Record management: SECP outsources archiving service to a private firm

Solution helped SECP maintain its record.


Waqas Naeem March 25, 2013
Theft and tampering of files are major concerns at government offices. PHOTO: FILE

ISLAMABAD: In November 2011, this paper reported that 400 “highly classified” files had been stolen from the petroleum ministry over a period of six months. The files contained information about inquiries into alleged financial misappropriations.

Theft and tampering of files are major concerns at government offices. But the lack of proper storage and classification of records is also a problem.

Quite often when the courts demand officials to produce paper records during litigation, the officials either ask for more time or respond that the files have gone missing.

Now, at least one government agency has decided to secure its records.

The Securities and Exchange Commission of Pakistan (SECP), the country’s corporate industry watchdog, has outsourced its document storage to a records management firm.

“The archiving and storage solution has greatly helped the SECP in properly maintaining its record,” the commission’s media and corporate communications director Imran Ghaznavi said, in an email. “This was not possible before due to
multiple ways of storing files, information within files was not clean and was not classified in various categories.”

SECP has employed Islamabad-based Archive Technologies (AT) for its off-site records storage.

AT, with a warehouse spread over 40,000 square feet in I-10/3, provides a highly secure environment and efficient retrieval for the records, said Naeem Piracha, the owner of the firm.

The company claims its warehouses are rain and flood water proof with
CCTV cameras, fire suppression systems and termite control.

AT is using bar coding coupled with a software management system that works on a principle similar to library cataloguing. Individual files are traced through a combination of two bar codes — one barcode on the box in which the files are stored and the other barcode on the shelf where the box is placed.

“The cataloguing ensures a minimum retrieval time, with urgent delivery in a day, as compared to government offices where it could take many days to manually locate an old file,” AT manager Waheed Murtaza said.

Digital data warehousing and cloud computing are efficient alternative solutions for private firms that are producing increasing volumes of digital data and trying to go ‘paperless’.

But government offices and private banks have to retain paper records for litigation purposes, and the SECP is required to maintain physical records for five years.

Piracha said that cost varies depending on the file load of the company. “The companies are charged a per box rate,” he said.

The third-party storage has proved to be 20 to 50 per cent cheaper than in-house storage for the SECP, Ghaznavi said in the email.

The AT, which started its work two years ago, is one of only two off-site records management companies in Pakistan at the moment.

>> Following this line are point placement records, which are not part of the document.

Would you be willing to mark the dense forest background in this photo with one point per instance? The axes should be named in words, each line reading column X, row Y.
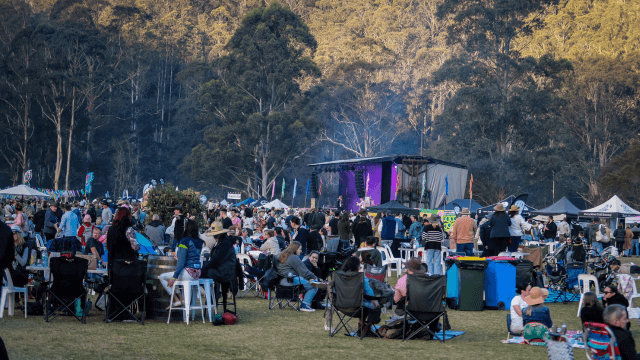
column 535, row 96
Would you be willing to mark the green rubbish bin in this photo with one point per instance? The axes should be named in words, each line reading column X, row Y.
column 471, row 284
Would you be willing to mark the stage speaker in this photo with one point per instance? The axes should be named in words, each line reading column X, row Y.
column 314, row 185
column 360, row 184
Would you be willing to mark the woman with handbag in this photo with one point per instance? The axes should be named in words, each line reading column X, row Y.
column 188, row 267
column 432, row 238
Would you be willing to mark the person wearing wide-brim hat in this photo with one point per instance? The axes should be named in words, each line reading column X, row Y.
column 222, row 265
column 517, row 228
column 500, row 235
column 462, row 233
column 536, row 312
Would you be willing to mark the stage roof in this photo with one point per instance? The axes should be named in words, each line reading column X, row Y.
column 394, row 158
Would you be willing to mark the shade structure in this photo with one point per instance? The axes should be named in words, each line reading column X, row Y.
column 23, row 190
column 561, row 207
column 613, row 208
column 393, row 207
column 247, row 201
column 260, row 202
column 275, row 204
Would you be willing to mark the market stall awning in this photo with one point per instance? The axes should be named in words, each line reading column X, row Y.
column 23, row 190
column 561, row 207
column 614, row 208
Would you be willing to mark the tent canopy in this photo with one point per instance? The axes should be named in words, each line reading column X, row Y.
column 262, row 201
column 613, row 208
column 393, row 207
column 461, row 203
column 561, row 207
column 23, row 190
column 275, row 204
column 247, row 201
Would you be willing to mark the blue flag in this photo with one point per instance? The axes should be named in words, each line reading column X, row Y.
column 446, row 185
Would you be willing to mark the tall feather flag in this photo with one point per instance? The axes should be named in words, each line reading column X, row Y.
column 273, row 190
column 282, row 196
column 295, row 186
column 446, row 185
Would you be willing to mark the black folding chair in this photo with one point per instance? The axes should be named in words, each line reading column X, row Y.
column 127, row 288
column 67, row 287
column 425, row 304
column 348, row 300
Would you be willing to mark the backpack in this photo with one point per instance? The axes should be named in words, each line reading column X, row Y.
column 601, row 235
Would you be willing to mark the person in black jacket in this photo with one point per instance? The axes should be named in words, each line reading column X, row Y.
column 7, row 250
column 333, row 223
column 361, row 231
column 221, row 266
column 300, row 235
column 314, row 241
column 616, row 317
column 38, row 218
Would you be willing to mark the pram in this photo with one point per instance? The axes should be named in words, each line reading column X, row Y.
column 563, row 282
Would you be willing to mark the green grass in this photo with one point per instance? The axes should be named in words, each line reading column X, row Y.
column 265, row 334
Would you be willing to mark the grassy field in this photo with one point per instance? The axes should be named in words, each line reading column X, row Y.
column 265, row 334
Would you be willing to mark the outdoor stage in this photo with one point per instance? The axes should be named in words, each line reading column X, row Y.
column 414, row 181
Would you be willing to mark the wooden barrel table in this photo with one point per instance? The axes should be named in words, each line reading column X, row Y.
column 158, row 296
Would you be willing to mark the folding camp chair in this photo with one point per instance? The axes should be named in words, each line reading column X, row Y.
column 67, row 287
column 127, row 288
column 425, row 304
column 376, row 272
column 599, row 342
column 348, row 300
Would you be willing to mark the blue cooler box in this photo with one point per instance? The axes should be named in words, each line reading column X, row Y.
column 499, row 284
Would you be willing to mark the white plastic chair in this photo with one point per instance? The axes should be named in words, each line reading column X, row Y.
column 209, row 293
column 389, row 260
column 584, row 282
column 187, row 307
column 8, row 291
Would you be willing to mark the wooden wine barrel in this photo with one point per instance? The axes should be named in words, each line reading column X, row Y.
column 158, row 296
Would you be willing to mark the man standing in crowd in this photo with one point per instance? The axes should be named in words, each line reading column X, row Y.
column 550, row 230
column 155, row 231
column 69, row 223
column 463, row 232
column 51, row 221
column 107, row 214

Piracha is touting the “anti-corruption” line for his business and focusing on getting storage contracts from government departments, but his company has so far been able to get only one client, SECP.

Piracha said that government officials were usually hesitant in considering off-site storage. Some have shied away from the solution citing possible legal concerns.

“The government officials are confused,” Piracha said. “There is no legal hitch and the law is probably silent on this issue.”

Off-site storage firms are most commonly employed by private firms worldwide but some governments have also used this option. In 2012, the UK government awarded the financial management company, Iron Mountain, a contract for off-site information management services including records storage.

Published in The Express Tribune, March 25th, 2013.